そのカギを握るのが米国の物価統計だ。12日に6月の米消費者物価指数(CPI)、13日に米卸売物価指数(PPI)が発表される。このところインフレは落ち着いているので、これらの物価指標の伸び鈍化が順当に確認できれば、米国金利低下~米国株の反発といった流れとなって、日本株の追い風になるだろう。
FRBの今後の利上げスタンスに関する見解に注目
注意したいのがFRB(米連邦準備制度理事会)高官の講演だ。10日にはマイケル・バー副議長が、13日にはクリストファー・ウォラー理事が講演を行う。FRBが先週公開した6月13〜14日開催分のFOMC(米連邦公開市場委員会)議事要旨によると、複数の参加者が利上げの継続を支持していた。FRBの今後の利上げスタンスに関する見解に注目が集まる。
日米企業の決算発表は序盤戦、一旦の調整は足場固め
国内では小売りを中心に3-5月期決算発表が本格化する。11日にローソン(2651)、12日にはABCマート(2670)、吉野家HD(9861)、13日にはファーストリテイリング(9983)、セブン&アイ・ホールディングス(3382)などの決算発表が予定されている。
米国でも週末からJPモルガン・チェース・アンド・カンパニー[JPM]、ユナイテッドヘルス・グループ[UNH]、ウェルズ・ファーゴ[WFC]などを皮切りに四半期決算シーズンが始まる。

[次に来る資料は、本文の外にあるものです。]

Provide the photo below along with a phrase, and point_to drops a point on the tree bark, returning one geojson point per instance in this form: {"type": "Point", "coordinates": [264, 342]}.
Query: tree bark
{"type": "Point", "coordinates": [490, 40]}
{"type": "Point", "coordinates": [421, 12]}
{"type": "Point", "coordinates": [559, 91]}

日米とも企業業績に市場の関心が向かう時期となってきたが、まだ序盤戦だ。3月決算企業の発表は下旬から。月末にはFOMCと日銀金融政策決定会合も控える。今月の後半はイベントが目白押しなので、その前にいったん調整を済ませておくのは相場のリズムとして悪くない。したがって、今週は反発に転じるものと期待しているが、万が一、期待が外れ調整が長引いたとしても、それはそれで現行水準の足場固めと割り切って捉えればよい。
予想レンジは3万2000円~3万3500円とする。